Many Black families, who have given up hope or managed to pull themselves out of poverty, have moved away. In 2019, for the fourth year in a row, Chicago saw its population decline. Nearly 50,000 Black residents have left over the past five years.

“There are parts of our city that haven’t financially recovered since the 2008 recession,” says Liz Dozier, a former high school principal who runs Chicago Beyond, a nonprofit that seeks to alleviate economic pressures within low-income communities. “The pandemic has just devastated communities even more.” Chicago Beyond has invested more than $30 million in organizations that target at-risk youth and young adults. Since the onset of the pandemic, Chicago Beyond has been running weekly food drives across the city. But quarantines and lock-downs have restricted access to churches, schools and community centers.

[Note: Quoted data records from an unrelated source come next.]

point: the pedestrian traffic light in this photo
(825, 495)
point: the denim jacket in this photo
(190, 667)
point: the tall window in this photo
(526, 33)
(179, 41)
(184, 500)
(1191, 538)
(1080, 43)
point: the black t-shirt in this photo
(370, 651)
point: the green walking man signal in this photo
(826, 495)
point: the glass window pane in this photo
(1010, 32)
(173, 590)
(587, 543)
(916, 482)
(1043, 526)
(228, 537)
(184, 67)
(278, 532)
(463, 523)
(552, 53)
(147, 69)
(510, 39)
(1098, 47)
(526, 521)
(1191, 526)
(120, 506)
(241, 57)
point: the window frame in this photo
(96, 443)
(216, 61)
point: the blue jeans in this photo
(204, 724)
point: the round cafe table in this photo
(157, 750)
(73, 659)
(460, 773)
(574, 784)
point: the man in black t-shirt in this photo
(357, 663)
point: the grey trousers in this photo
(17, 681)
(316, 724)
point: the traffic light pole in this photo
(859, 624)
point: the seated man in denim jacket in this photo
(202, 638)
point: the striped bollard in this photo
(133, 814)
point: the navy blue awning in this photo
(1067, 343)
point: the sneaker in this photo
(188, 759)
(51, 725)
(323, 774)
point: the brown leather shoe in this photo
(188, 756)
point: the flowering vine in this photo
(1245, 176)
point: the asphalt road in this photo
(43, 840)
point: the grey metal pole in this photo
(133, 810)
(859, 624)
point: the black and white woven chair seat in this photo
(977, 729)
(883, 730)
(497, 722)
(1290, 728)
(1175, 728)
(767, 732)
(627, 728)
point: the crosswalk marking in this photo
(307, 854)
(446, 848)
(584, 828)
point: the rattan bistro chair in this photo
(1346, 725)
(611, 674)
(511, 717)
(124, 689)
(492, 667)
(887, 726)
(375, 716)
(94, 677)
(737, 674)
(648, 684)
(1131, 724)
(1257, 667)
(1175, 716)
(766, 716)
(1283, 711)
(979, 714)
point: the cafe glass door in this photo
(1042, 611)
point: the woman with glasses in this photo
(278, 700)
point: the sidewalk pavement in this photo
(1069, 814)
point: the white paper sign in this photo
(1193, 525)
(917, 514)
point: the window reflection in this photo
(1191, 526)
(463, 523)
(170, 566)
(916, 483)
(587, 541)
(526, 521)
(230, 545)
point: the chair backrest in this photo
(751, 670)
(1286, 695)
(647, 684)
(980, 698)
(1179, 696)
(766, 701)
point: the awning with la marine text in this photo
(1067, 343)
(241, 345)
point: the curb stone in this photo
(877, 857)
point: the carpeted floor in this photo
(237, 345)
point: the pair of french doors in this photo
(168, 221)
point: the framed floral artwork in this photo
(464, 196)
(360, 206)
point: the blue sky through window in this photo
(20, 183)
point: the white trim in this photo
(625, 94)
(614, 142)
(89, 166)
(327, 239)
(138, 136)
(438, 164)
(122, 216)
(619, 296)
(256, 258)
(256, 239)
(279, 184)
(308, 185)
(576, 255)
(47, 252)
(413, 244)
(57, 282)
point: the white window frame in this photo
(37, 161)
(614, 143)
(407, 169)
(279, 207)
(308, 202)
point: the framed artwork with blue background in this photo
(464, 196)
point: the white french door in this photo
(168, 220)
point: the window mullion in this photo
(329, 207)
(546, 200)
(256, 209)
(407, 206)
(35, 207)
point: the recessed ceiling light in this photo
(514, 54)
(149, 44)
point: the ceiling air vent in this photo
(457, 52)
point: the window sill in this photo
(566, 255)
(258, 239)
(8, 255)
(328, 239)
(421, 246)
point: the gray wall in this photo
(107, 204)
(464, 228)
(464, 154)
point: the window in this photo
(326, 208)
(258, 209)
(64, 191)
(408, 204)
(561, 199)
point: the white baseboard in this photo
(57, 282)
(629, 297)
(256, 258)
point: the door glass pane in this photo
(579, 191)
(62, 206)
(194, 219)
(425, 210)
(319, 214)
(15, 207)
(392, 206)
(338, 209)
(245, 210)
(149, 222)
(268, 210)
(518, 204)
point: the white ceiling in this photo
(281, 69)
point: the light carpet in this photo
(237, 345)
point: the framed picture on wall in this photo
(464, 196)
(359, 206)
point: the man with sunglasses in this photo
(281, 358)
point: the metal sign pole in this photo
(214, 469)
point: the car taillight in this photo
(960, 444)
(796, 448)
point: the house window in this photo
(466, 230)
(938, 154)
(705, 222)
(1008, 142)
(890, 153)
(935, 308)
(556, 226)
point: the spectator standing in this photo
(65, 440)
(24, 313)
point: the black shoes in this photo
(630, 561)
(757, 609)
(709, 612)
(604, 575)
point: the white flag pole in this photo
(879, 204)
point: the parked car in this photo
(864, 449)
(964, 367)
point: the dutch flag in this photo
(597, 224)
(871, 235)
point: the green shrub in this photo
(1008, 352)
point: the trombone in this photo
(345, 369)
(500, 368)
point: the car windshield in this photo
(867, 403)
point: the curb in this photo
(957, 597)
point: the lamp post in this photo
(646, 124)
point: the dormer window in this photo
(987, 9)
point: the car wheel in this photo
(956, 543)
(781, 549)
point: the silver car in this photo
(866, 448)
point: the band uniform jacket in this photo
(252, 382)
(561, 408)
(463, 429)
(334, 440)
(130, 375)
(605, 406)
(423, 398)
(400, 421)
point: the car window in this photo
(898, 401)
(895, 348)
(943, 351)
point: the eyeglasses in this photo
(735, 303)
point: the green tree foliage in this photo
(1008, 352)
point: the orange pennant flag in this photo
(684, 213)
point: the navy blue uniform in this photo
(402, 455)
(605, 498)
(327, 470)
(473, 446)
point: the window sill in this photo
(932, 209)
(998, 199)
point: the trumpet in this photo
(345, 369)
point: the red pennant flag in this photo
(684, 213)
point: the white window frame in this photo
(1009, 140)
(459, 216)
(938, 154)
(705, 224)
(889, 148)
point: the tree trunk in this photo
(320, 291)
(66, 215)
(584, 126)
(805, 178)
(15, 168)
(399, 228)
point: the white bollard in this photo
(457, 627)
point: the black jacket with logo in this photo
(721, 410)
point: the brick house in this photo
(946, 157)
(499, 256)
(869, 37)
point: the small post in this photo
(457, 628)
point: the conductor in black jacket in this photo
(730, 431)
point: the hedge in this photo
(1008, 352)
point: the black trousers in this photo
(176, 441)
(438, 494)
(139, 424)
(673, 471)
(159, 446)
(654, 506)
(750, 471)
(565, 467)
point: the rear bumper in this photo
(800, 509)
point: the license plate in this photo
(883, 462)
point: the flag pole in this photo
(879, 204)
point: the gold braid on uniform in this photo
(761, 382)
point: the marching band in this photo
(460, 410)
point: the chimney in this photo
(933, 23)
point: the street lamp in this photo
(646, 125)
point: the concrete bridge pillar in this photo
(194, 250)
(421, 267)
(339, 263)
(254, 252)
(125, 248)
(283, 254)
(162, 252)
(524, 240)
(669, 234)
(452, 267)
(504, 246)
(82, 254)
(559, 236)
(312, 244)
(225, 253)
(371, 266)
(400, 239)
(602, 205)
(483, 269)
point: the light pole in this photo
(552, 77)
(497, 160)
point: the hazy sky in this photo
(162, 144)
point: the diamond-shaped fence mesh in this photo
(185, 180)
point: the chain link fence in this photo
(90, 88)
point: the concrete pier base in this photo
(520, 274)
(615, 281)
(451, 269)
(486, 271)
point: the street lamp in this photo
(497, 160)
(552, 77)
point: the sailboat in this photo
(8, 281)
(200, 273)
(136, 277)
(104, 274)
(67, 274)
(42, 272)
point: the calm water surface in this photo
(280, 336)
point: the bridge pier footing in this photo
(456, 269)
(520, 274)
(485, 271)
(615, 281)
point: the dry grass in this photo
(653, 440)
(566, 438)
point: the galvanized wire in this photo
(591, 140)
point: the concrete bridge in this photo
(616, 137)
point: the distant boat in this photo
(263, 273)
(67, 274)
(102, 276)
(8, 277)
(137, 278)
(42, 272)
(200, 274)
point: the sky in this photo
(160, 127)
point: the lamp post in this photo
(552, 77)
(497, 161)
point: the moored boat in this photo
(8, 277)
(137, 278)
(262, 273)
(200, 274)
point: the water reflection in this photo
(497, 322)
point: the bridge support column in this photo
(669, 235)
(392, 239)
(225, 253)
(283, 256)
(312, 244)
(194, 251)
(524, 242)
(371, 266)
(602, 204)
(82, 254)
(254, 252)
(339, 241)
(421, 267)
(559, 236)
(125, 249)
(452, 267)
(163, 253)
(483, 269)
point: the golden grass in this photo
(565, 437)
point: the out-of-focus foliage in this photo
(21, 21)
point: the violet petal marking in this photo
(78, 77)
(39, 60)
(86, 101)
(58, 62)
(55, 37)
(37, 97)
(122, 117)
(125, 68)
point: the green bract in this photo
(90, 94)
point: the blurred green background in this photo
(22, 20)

Dozier argues that with its hardworking ethos and multiculturalism, Chicago still qualifies as a microcosm of America. Its problems may be deep-seated, she says, but they are the problems the country must confront if we are to move forward. And the starting point in any discussion is the question of security–for everyone.

Despite economic and racial disparities, the city is interconnected in ways that are not always apparent. On Jewelers Row along Wabash Avenue in Chicago’s central business district, some small-business owners saw their entire livelihood wiped away in this month’s mass looting. Mohammad Ashiq, the 60-year-old owner of Watch Clinic, entered his watch-repair shop to discover that all his inventory, some $900,000 worth, had been stolen from his glass showcases. Hundreds of watches for sale and those he was fixing for customers were missing. None of it was insured. “It is my entire life,” he says as a nearby L train rumbles above his store. “Forty-two years in this business. I am left with nothing but my health.”

His fate had been decided less than 24 hours earlier, less than 10 miles away, when a Chicagoan spotted a man with a gun.